From: Senny <sennomo_at_hotmail.com>
Date: Sat, 24 Apr 2004 19:06:20 GMT
Message-ID: <MUyic.1421$17.173379@news1.epix.net>


Using your most recent post, I'm going to quickly describe what I mean by "we're in different chapters". I don't want anyone to think that I'm trying to pull some superiority thing; we simply have different ways of looking at the same things, and our views are so fundamentally different, that it is unlikely that we can explain ourselves to each other.

Neo wrote:

> I can see that operations on data can give us more than 2 values.

From my perspective, predicate logic, and by extension, relational database logic, is not concerned with the result of arbitrary operations on data. It is concerned with predicates, truth statements. We would have to arrive at a common understanding here before continuing.

> We start at 2 values because it is the minimum needed to make
> distinctions and it is the simplest.

From my perspective, 2VL is simpler only in certain contexts. 2VL can actually cause increased complexity at a higher (but not necessarily much higher) level than the base single simple predicate. As I noted, to apply 2VL, you have to disallow many possible predicates. We would have to arrive at a common understanding of "simplicity" before continuing.

> More values should allow a db to model reality better, thus 5VL should
> be better than 4VL, and 6VL should be even better than 5VL, etc.

Maybe. A lot of issues would need to be agreed upon before thoroughly discussing the implications of the selection of a logic system.  

> The core problem is not the number of values derivable from operations
> on data, but when a modelling system trys to represent missing info.

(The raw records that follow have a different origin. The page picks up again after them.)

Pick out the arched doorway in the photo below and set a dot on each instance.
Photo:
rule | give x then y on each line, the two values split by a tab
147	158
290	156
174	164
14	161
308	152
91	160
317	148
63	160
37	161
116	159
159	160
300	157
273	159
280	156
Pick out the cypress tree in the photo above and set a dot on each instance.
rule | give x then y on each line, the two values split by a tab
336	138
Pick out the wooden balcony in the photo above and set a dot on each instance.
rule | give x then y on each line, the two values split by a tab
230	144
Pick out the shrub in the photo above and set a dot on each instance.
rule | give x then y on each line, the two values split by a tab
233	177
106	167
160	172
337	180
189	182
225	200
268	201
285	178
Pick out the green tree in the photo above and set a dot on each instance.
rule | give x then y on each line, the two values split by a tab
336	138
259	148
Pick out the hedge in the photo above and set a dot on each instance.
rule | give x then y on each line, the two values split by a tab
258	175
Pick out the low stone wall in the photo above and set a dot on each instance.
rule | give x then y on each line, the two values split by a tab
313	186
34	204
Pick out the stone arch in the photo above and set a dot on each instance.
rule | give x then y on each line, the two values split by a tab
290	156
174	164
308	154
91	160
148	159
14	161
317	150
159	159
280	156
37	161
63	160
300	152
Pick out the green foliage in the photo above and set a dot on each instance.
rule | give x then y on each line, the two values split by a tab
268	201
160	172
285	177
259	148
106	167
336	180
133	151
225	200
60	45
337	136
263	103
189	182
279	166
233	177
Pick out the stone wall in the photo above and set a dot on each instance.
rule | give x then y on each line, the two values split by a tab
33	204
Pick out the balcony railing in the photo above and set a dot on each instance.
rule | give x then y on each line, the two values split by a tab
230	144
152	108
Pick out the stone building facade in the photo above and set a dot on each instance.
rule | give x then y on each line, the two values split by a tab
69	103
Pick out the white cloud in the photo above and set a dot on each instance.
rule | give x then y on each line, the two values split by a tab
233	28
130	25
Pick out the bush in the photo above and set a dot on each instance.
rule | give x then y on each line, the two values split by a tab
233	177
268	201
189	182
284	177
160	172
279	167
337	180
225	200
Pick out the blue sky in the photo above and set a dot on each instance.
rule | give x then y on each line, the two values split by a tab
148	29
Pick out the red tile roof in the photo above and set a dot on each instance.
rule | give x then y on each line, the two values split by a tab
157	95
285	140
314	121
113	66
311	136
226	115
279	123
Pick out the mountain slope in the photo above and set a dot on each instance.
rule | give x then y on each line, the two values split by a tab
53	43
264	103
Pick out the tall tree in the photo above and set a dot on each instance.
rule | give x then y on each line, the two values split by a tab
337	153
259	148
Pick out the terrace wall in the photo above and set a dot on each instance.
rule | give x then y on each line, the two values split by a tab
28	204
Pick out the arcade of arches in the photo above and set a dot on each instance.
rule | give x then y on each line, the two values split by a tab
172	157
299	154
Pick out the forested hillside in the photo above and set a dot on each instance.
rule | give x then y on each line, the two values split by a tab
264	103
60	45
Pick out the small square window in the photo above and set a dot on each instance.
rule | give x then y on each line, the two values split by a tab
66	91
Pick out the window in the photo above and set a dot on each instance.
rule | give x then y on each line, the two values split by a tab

As silly as it may sound, I believe that "missing info" is an arbitrary concept defined by context. This alone is an issue that would take much time to discuss.

> RDM does this with NULLs initially and can subsequently patch them
> with special values. Now the db has data that doesn't match reality
> (ie there is no color in reality that is unknown, this only occurs in
> some modelling systems such as RDM). Operations on such data produces
> values that sometimes don't match reality even if the modelling system
> is 3VL or higher. This is why C. J. Date ends his chapter 20 with
> "NULLs and 3VL undermine the entire foundation of the relational
> model".

As I mentioned before, we apparently have differing definitions for the word "NULL". Confusion over a concept as fundamental as NULL greatly impedes discussion.

Differing assumptions about what is "reality" are serious discussion-killers, too.

There are simply too many differences between our uses of terms and between our base assumptions. As an analogy, I could start posting in Esperanto. Even if what I was saying agreed with what you are saying, it would be hard to tell. So, sadly, as interesting as what we are discussing is, I don't know how we can salvage a productive debate from it. :/

I apologize for starting this thread of discussion only to kill it. I jumped in due to an emotional reaction to the citing of Date's comment, and I probably should have kept silent.